Daha ikinci dersinde ona bu ihtiyatsız itimadı nasıl verdik bilmiyorum. Hocalığı bir yana atarak, sıcak rüzgârlı alevden bir ihtilâl bayrağı heyetinde görünmekten çekinmedi ve:

-Şu Abdülhamit lâini, diye başladı.

Ödümüz kopmuş, rengimiz atmıştı. Titreşmiş miydik bilmem, fakat o devam etti.

-Korkmayın çocuklar. O, bir gölgedir, böyle gölgeler, irfan güneşi karşısında hemen erir. Bakın size neler getirdim.

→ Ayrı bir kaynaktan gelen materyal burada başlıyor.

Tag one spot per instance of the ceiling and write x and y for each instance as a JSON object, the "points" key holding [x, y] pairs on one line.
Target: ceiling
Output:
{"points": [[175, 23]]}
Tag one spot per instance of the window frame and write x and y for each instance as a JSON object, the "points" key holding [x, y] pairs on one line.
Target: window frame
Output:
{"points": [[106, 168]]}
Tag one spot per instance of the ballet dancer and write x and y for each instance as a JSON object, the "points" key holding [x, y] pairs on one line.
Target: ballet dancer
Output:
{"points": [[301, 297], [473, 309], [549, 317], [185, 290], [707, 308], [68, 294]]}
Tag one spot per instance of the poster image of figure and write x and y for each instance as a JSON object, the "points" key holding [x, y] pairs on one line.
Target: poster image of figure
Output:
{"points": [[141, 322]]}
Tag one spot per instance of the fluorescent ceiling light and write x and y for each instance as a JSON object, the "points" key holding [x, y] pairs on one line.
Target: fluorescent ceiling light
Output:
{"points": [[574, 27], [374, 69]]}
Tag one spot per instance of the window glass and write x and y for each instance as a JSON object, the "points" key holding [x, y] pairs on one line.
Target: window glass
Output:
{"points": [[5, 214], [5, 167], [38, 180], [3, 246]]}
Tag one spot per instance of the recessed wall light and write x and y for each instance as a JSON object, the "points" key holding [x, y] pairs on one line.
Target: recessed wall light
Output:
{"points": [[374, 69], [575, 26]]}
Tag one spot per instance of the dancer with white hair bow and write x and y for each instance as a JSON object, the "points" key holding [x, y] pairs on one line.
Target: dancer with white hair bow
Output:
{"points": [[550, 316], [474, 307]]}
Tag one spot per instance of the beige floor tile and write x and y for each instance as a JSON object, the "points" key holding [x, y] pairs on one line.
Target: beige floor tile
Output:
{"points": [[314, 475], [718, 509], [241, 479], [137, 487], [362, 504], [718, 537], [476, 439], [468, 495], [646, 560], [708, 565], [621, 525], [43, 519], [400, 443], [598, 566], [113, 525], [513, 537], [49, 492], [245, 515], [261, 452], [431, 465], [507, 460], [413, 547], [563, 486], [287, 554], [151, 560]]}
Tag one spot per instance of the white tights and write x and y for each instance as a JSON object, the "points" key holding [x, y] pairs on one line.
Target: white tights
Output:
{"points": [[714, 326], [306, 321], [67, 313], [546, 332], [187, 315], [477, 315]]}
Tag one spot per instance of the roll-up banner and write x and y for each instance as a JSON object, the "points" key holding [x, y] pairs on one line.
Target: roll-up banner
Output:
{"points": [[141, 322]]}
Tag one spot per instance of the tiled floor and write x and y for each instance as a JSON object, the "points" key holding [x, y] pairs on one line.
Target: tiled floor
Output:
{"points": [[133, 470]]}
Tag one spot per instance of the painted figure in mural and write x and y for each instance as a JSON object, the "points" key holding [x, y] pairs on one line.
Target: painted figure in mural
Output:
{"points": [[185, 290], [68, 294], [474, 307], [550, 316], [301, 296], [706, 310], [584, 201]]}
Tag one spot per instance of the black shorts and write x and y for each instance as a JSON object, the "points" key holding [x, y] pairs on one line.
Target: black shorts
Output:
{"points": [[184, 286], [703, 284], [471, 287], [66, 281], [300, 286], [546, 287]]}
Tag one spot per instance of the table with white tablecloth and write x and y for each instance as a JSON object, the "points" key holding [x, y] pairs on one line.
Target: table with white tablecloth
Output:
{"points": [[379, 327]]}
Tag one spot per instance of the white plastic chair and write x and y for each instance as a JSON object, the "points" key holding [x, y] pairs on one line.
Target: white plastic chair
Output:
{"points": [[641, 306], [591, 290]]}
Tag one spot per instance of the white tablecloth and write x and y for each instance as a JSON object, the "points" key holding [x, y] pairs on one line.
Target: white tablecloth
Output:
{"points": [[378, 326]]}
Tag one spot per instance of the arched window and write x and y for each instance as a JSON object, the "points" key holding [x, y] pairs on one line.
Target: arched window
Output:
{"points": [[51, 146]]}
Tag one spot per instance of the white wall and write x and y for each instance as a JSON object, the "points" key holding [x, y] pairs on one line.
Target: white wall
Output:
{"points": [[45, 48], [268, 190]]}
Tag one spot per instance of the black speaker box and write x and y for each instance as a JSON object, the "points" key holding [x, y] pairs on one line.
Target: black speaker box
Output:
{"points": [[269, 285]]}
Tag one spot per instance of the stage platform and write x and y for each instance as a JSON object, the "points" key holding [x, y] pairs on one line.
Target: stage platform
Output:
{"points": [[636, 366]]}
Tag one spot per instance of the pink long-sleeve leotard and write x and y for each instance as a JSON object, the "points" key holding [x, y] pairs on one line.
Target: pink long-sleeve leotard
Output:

Getirdiği şeyler, Nâmık Kemal’in şiddetle yasak vatan ve hürriyet şiirleri, ince kâğıtlara basılmış memnû gazeteler ve bir de Evrâk-ı Perişan'dı. Güzel sesi, heyecanlı jestleriyle bunları okuyor, ruhunun İlâhî meşalesinden bizim iç benliğimizde mahyalar kuruyordu.

Ne yazık ki onun hocalığı çok sürmedi.

Bir gün derste yine ihtilâl şiirleri okuyup gürlerken, merdivenlerde hızlı hızlı mahmuz şıkırtıları çınladı.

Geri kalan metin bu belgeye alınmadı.